Hildur: Personally it didn’t change so much for me because I am very specific about how I work. I’m not really so faced with the outside noise. It doesn’t really affect my work a lot and I try to keep it away from my creative process.
But professionally I guess that I gained a lot more trust. When I started out, a lot of the time I often experienced that, because I was a woman, they wondered if I could handle it.
On top of it, I often approach projects in an experimental or unorthodox way, so it can sometimes seem a bit scary when you’re working with huge productions and someone comes in to say ‘I want to turn a nuclear power plant into an instrument’, like I did for the TV series Chernobyl.

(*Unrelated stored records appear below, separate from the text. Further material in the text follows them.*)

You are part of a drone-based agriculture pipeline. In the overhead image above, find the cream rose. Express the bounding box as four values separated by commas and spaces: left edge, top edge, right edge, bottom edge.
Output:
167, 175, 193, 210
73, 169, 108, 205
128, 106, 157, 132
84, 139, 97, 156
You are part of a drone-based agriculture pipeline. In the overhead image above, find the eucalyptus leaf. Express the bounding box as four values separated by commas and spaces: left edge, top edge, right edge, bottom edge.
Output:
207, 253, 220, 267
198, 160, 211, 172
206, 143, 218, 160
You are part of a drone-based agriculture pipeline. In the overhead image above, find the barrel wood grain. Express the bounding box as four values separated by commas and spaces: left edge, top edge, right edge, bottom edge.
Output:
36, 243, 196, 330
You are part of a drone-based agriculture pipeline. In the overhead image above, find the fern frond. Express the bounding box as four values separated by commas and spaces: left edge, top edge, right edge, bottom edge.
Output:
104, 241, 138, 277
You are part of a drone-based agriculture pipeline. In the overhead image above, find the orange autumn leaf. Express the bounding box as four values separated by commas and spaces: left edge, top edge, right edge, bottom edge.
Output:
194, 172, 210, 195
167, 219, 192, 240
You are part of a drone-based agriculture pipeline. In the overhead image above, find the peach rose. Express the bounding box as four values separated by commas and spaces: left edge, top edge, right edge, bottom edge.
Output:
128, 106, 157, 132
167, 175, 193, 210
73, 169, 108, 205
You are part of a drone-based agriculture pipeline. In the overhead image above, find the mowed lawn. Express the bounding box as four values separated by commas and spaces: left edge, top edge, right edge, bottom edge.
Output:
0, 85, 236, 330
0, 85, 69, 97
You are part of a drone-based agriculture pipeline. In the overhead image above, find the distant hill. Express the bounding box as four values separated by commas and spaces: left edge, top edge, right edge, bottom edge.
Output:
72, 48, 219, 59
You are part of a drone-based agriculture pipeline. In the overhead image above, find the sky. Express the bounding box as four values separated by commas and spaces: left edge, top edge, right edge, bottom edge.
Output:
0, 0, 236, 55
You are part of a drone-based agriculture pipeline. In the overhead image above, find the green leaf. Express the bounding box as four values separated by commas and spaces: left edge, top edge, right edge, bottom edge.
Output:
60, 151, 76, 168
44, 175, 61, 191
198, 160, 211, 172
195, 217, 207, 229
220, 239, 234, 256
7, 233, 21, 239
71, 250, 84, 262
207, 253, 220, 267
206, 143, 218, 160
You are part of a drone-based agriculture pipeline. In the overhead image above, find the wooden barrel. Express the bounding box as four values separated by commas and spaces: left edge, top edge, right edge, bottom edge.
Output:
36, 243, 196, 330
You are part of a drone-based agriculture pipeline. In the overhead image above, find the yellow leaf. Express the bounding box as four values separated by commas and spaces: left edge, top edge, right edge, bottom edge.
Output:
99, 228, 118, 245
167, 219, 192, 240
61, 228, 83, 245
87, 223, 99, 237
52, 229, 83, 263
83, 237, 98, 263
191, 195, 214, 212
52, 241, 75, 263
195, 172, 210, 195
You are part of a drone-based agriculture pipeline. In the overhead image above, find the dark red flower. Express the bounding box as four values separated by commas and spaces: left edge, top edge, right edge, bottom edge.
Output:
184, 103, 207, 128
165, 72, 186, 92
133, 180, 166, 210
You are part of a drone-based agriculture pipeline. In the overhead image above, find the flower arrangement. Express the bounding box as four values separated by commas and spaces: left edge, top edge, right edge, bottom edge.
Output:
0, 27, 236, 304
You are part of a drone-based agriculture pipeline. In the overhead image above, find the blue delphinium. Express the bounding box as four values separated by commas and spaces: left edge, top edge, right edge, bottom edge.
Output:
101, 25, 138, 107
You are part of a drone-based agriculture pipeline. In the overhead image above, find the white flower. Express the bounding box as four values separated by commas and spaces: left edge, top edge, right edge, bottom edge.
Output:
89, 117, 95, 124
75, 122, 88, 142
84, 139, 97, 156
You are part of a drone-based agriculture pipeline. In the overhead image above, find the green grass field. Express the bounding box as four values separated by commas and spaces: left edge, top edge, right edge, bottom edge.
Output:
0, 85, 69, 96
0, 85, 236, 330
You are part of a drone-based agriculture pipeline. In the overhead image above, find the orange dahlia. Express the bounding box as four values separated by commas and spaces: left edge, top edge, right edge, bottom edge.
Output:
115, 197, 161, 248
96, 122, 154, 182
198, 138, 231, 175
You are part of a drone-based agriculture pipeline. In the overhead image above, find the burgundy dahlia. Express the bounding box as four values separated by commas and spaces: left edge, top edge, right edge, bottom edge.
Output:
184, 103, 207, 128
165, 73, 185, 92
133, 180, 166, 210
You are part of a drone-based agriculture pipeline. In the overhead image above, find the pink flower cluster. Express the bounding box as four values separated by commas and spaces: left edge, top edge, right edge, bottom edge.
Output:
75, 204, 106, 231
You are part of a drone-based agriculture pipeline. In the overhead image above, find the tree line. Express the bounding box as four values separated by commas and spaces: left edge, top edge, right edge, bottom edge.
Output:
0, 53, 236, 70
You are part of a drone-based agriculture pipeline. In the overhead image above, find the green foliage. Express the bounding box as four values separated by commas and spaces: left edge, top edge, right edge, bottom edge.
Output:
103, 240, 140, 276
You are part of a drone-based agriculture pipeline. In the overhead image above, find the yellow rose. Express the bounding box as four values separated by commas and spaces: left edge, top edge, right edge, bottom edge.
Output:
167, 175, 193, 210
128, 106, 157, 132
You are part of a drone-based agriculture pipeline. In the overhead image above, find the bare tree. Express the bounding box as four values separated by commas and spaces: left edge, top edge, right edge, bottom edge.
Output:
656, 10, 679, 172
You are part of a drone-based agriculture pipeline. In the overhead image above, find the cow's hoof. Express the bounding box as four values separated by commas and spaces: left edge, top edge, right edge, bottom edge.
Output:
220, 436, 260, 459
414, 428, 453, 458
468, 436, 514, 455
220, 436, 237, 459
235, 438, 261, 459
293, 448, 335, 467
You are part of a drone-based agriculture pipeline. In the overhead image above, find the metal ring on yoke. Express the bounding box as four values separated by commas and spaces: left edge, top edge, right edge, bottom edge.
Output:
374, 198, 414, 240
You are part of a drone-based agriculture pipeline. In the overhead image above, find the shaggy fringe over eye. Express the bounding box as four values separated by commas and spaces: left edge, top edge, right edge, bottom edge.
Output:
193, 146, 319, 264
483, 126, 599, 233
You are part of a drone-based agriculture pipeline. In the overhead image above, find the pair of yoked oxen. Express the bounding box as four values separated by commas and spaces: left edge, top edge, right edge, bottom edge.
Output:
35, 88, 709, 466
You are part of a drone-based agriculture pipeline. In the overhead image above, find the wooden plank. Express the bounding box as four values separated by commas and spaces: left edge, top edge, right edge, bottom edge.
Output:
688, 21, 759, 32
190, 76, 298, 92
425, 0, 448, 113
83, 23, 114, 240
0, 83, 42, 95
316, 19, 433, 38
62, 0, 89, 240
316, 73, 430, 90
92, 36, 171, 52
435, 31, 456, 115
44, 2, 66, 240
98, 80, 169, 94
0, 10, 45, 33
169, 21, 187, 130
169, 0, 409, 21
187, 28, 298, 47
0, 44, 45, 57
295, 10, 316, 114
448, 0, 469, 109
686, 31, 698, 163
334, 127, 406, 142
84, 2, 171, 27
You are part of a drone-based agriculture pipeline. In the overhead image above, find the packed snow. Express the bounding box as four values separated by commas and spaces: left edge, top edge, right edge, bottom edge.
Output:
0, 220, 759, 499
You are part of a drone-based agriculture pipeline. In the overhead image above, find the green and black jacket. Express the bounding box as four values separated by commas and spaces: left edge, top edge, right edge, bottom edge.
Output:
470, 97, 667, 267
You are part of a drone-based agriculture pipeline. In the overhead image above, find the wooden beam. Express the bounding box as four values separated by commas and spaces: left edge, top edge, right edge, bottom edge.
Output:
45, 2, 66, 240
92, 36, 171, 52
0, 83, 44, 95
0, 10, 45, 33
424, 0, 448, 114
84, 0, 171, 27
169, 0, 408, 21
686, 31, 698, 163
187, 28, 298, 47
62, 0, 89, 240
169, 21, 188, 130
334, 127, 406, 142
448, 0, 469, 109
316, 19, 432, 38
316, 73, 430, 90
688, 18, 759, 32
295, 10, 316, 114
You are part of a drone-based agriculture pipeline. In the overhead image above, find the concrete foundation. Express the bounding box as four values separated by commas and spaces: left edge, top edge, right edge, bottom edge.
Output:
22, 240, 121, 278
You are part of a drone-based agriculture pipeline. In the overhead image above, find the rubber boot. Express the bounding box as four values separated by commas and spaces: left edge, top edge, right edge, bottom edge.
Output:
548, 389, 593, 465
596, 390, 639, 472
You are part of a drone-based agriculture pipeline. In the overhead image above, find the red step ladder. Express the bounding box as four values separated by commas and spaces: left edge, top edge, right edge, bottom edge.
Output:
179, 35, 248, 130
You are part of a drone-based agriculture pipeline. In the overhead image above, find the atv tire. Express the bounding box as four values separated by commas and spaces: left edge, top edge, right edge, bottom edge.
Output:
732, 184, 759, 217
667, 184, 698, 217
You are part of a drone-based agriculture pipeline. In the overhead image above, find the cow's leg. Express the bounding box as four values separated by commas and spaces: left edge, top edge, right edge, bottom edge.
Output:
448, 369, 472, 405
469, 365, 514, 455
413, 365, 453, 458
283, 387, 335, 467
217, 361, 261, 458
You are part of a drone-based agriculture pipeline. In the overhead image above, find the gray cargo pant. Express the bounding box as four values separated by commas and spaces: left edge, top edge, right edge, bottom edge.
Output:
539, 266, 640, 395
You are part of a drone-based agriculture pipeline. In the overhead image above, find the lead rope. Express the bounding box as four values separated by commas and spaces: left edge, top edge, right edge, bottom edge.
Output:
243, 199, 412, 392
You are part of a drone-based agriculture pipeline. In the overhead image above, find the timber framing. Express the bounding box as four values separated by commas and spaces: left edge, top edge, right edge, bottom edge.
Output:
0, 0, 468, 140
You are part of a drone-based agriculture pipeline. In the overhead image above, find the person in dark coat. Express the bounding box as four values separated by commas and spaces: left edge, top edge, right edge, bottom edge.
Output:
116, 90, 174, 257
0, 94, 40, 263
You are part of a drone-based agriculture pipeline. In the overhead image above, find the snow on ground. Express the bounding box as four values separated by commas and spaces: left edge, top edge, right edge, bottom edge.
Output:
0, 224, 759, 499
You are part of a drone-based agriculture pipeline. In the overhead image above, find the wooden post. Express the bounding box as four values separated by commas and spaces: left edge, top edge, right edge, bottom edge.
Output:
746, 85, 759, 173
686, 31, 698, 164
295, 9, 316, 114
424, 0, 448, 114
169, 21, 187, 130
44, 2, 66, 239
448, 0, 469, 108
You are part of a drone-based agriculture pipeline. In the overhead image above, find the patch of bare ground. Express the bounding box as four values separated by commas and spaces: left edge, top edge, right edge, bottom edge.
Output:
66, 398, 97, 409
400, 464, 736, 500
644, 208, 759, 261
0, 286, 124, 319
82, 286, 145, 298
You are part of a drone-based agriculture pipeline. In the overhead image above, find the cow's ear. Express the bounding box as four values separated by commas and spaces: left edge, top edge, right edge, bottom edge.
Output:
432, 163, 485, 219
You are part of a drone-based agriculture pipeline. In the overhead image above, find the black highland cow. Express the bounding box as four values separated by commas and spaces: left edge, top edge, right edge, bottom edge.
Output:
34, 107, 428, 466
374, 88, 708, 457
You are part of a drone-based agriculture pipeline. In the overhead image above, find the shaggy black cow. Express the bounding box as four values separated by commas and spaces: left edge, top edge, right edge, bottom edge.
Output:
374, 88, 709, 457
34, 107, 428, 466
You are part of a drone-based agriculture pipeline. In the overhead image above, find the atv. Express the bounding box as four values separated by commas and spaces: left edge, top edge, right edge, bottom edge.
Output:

It’s not surprising that someone would be skeptical about this working as a concept.
I do have that drive to work with experimental curiosities, so I do know that not everyone believed that I could turn that successfully into a score. But now it’s proven to work, and I think it’s easier for people to have faith in my ideas now.
You probably had a lot of offers after winning awards for your score in Joker. What made you pick Sarah Polley’s film Women Talking as one of them?
I was very drawn to Sarah’s work. I think she’s a wonderful artist and activist. She approaches everything she does with such openness and softness and fearlessness. She’s unafraid to take on difficult subjects. She doesn’t shy away from them and she does it without violence, which I think is very inspiring. It’s important to have voices like hers. She is not silent, and she is open.
Women Talking is based on a novel by Miriam Toews and the storyline is about eight female trauma survivors in a religious community. What is it about the story that appealed to you?
The story is heartbreaking and heartwarming at the same time. It’s energizing. It’s an important input in the times that we are living in today as a community, and what we are seeing that is happening with women today – in the United States and Iran and the #metoo movement. We are experiencing big movements for women these days and I think Women Talking is a beautiful and an important input in that discussion.
Your score for Women Talking is mainly guitar-driven, and in spite of the subject matter being rather dark, the music is fairly light. Why did you make this choice?
That was a very conscious decision on Sarah’s behalf. When I first read the script, I was very angry and very sad and the first days, when I intended to work on the score, I was paralyzed with anger. I had days where I would just cry on behalf of these women and what they went through. I couldn’t believe that there could be such evil; that human beings could do something as terrible to other human beings.
So my immediate reaction was to write something angry, which is also the direction where I feel more at home. But it was important for Sarah that the music was a driving force of hope and forward movement, so I had to rethink my feelings about the film and also how I react to my environment with difficult subjects.